Armelle a aussi présenté une analyse prometteuse sur la conductivité électrique du sol dans une truffière en production. Cette technique permet un zonage des sols à l’échelle de la parcelle, elle varie suivant plusieurs facteurs comme la composition des sols, l’humidité, la concentration en ions… Le principal résultat montre que 85 % des truffes sont récoltées dans les zones à faible ou moyennement faible conductivité. Des analyses sont en cours pour comprendre les différences en termes de texture, structure et composition physicochimiques des différentes zones.
Jose-Antonio Bonet (Université de Lleida, Espagne) a présenté une plantation de T. melanosporum réalisée en tant que barrière à feu. Cette plantation étant isolée, elle a été réalisée avec des paillages et n’a pas été réellement entretenue. Les paillages ont été retirés 5, 8 et 11 ans après plantation, sans impact significatif sur la quantité de mycélium de truffe dans le sol en fonction du temps de paillage. Une bonne corrélation entre le diamètre au collet et la quantité de mycélium du sol a été retrouvée ; les premières truffes ont été récoltées mais les chercheurs sont conscients que ce site étant visité par plusieurs caveurs, sa production exacte n’est pas connue.

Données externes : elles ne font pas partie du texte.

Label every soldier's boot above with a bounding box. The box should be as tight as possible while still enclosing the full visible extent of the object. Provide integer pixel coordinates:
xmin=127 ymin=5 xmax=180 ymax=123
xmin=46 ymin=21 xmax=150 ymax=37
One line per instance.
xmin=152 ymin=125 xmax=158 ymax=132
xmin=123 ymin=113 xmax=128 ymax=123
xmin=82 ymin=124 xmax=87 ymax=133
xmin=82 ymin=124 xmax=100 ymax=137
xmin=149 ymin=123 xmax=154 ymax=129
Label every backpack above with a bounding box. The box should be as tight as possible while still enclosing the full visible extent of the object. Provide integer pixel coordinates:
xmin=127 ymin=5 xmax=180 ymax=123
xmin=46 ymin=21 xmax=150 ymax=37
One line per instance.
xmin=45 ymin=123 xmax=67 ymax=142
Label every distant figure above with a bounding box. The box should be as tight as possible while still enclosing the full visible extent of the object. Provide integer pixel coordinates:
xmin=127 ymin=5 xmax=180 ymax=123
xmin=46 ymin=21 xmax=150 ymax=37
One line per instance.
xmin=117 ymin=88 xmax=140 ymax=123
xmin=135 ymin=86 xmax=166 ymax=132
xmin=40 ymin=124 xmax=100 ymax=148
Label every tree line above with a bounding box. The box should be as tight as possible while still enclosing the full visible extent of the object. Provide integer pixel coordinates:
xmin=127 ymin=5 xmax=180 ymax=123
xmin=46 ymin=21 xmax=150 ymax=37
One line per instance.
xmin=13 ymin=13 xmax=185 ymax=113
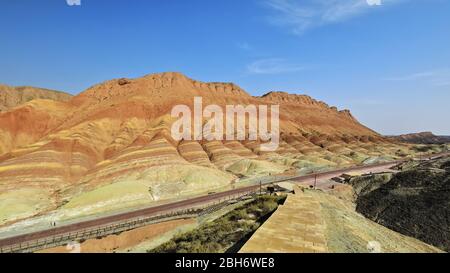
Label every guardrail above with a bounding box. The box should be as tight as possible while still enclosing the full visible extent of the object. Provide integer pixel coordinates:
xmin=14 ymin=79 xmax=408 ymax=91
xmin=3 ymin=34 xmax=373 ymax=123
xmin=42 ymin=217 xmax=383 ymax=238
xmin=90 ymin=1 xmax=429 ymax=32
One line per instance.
xmin=0 ymin=150 xmax=449 ymax=253
xmin=0 ymin=188 xmax=255 ymax=253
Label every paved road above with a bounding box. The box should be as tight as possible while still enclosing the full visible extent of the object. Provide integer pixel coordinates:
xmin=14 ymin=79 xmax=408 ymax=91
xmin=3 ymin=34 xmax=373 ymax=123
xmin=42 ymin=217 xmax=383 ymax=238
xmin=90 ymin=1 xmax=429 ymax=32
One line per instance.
xmin=0 ymin=152 xmax=444 ymax=248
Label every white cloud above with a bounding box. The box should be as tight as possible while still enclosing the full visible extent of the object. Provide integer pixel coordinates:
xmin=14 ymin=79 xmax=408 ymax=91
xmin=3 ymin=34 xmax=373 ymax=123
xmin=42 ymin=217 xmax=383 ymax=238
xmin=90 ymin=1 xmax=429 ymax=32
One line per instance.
xmin=265 ymin=0 xmax=406 ymax=34
xmin=236 ymin=42 xmax=253 ymax=51
xmin=247 ymin=58 xmax=305 ymax=74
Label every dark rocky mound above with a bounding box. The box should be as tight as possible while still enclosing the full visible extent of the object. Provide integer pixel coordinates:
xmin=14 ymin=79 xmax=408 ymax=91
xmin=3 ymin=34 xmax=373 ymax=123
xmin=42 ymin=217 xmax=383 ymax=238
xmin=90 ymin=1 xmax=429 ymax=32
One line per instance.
xmin=357 ymin=157 xmax=450 ymax=252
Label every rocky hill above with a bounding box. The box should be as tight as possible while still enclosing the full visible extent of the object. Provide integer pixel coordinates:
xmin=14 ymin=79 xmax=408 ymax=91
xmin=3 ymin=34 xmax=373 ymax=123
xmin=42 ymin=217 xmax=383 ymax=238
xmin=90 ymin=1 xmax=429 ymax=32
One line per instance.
xmin=0 ymin=73 xmax=440 ymax=228
xmin=357 ymin=157 xmax=450 ymax=252
xmin=0 ymin=84 xmax=72 ymax=112
xmin=389 ymin=132 xmax=450 ymax=144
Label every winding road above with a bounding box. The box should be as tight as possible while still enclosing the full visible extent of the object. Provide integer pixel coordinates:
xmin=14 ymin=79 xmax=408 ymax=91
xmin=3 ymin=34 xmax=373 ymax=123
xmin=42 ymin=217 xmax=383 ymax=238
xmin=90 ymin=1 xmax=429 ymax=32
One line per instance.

Les Leiodes et autres parasites invertébrés n’ont pas été oubliés avec deux conférences sur le sujet, l’une par Aleksandra Rosa-Gruszecka (Institut de recherche forestière Raszyn, Pologne) qui a décrit la diversité des Leiodes en Pologne, et l’autre par Paul Thomas (Université Stirling, Angleterre) qui a présenté un projet à grande échelle de collecte d’invertébrés retrouvés chez T. aestivum en Europe. Pour finir, le stockage de carbone dans les truffières a fait l’objet d’une présentation par Alexander Urban (Université de Vienne, Autriche), sujet complexe mais très intéressant pour le futur, alors que cet aspect positif des plantations truffières est encore trop négligé.

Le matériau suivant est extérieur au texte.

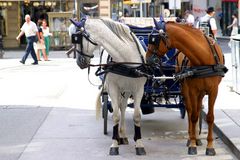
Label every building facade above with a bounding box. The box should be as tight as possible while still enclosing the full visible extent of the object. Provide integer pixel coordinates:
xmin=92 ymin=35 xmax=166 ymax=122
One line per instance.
xmin=0 ymin=0 xmax=238 ymax=48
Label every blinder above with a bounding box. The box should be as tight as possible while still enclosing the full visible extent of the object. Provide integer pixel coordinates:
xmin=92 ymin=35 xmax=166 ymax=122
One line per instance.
xmin=70 ymin=18 xmax=98 ymax=59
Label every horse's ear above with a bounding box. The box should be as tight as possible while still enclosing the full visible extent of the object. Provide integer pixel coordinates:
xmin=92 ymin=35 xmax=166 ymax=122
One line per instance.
xmin=70 ymin=18 xmax=87 ymax=28
xmin=153 ymin=18 xmax=160 ymax=30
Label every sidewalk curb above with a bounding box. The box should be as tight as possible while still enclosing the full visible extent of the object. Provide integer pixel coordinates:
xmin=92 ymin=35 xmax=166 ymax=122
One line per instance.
xmin=202 ymin=110 xmax=240 ymax=159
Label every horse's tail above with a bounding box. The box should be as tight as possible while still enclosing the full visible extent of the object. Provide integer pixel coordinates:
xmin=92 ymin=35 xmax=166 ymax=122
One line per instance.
xmin=96 ymin=90 xmax=102 ymax=120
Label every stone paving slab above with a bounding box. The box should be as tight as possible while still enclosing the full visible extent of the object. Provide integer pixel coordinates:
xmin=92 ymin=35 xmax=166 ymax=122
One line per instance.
xmin=0 ymin=106 xmax=51 ymax=160
xmin=19 ymin=108 xmax=236 ymax=160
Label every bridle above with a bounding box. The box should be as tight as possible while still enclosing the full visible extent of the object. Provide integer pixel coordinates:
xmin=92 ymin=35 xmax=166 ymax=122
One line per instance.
xmin=148 ymin=18 xmax=171 ymax=54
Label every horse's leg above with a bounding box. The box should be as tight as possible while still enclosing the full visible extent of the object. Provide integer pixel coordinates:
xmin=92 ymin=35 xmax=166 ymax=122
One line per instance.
xmin=133 ymin=89 xmax=146 ymax=155
xmin=181 ymin=80 xmax=192 ymax=147
xmin=196 ymin=94 xmax=204 ymax=146
xmin=206 ymin=88 xmax=218 ymax=156
xmin=108 ymin=89 xmax=120 ymax=155
xmin=188 ymin=88 xmax=198 ymax=155
xmin=119 ymin=92 xmax=130 ymax=144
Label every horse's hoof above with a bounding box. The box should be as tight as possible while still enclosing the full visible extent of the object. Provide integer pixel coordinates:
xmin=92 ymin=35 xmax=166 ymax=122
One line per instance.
xmin=136 ymin=147 xmax=146 ymax=156
xmin=109 ymin=147 xmax=119 ymax=156
xmin=188 ymin=147 xmax=197 ymax=155
xmin=118 ymin=138 xmax=129 ymax=145
xmin=196 ymin=139 xmax=202 ymax=146
xmin=206 ymin=148 xmax=216 ymax=156
xmin=186 ymin=139 xmax=202 ymax=147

La première journée de conférence s’est terminée par un repas de gala offert aux participants par les pépinières ROBIN en l’honneur de leur 75ème anniversaire. Comme à l’accoutumée en Serbie, les portions étaient copieuses et généreuses et les plats très diversifiés. Et comment ne pas citer la purée à la T. magnatum ? Un vrai délice !

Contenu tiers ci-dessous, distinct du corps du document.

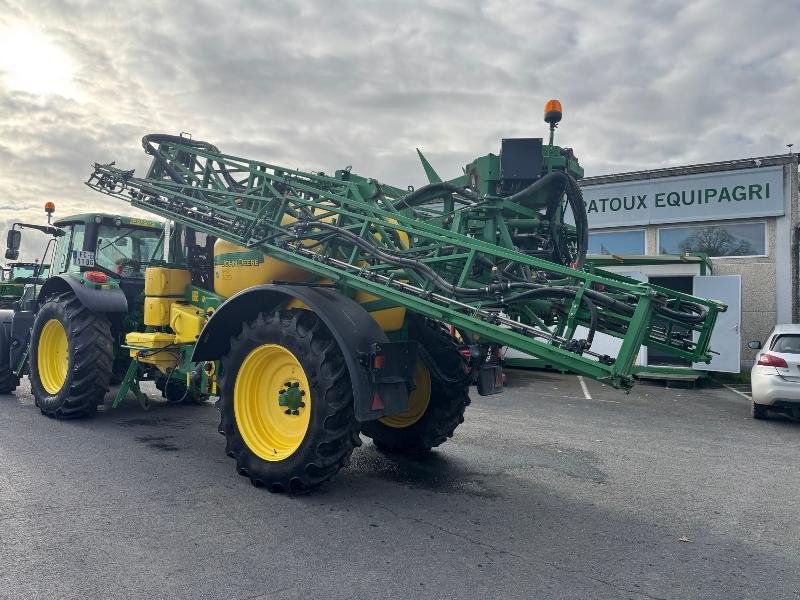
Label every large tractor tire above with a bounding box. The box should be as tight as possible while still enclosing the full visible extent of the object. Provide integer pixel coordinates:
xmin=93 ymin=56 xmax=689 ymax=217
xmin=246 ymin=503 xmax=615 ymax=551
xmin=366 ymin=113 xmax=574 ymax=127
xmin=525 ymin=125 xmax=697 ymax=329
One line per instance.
xmin=361 ymin=318 xmax=470 ymax=454
xmin=30 ymin=292 xmax=114 ymax=419
xmin=0 ymin=364 xmax=19 ymax=394
xmin=219 ymin=310 xmax=361 ymax=493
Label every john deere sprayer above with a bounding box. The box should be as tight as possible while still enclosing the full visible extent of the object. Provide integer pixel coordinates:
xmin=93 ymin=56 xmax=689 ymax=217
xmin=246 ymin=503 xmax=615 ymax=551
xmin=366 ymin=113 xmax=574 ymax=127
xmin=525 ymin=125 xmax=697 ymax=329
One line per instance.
xmin=4 ymin=102 xmax=725 ymax=492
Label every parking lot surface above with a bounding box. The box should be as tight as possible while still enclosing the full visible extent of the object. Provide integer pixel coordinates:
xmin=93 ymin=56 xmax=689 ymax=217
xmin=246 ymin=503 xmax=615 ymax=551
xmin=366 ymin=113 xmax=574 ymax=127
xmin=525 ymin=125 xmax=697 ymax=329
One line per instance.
xmin=0 ymin=371 xmax=800 ymax=600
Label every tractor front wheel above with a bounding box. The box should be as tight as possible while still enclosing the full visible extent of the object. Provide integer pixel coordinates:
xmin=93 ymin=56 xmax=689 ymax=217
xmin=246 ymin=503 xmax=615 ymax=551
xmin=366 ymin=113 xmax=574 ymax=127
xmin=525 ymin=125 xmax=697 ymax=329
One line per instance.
xmin=361 ymin=318 xmax=470 ymax=454
xmin=219 ymin=310 xmax=361 ymax=493
xmin=30 ymin=292 xmax=114 ymax=419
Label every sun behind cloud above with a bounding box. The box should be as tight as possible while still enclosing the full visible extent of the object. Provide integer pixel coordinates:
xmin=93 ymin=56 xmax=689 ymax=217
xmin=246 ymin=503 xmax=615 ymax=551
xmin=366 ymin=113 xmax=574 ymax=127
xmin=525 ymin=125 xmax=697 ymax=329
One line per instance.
xmin=0 ymin=24 xmax=78 ymax=98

Après les deux journées de conférences, la journée du samedi était consacrée aux visites de terrain. Nous avons dans un premier temps fait une halte dans un parc national dans lequel T. aestivum est naturellement récolté. L’essence principale est le charme et la zone visitée présente un sol de Loess calcaire assez proche de celui de la Drôme des Collines. D’ailleurs, cette région produit aussi de très bons vins blancs. Nous avons ensuite changé de région pour visiter et récolter des T. aestivum var uncinatum dans une colline principalement sous tilleuls (Tilia grandifolia). Après un déjeuner copieux, tradition Serbe oblige, et dans lequel la truffe était à l’honneur, nous sommes repartis pour la dernière étape : un lieu de récolte naturel de T. magnatum, où l’essence principale d’arbre était le chêne pédonculé (Quercus robur). Finalement, après quelques dizaines de minutes, notre patience a été récompensée par la trouvaille d’une T. magnatum d’un calibre tout à fait honorable.
Ce congrès nous aura permis de découvrir la Serbie, un pays dont la culture gagne à être mieux connue, et aura été l’opportunité de discussions et échanges passionnés autour de nos champignons favoris, les truffes. La prochaine édition de la conférence TRUE devrait avoir lieu en Italie à L’Aquila en 2026.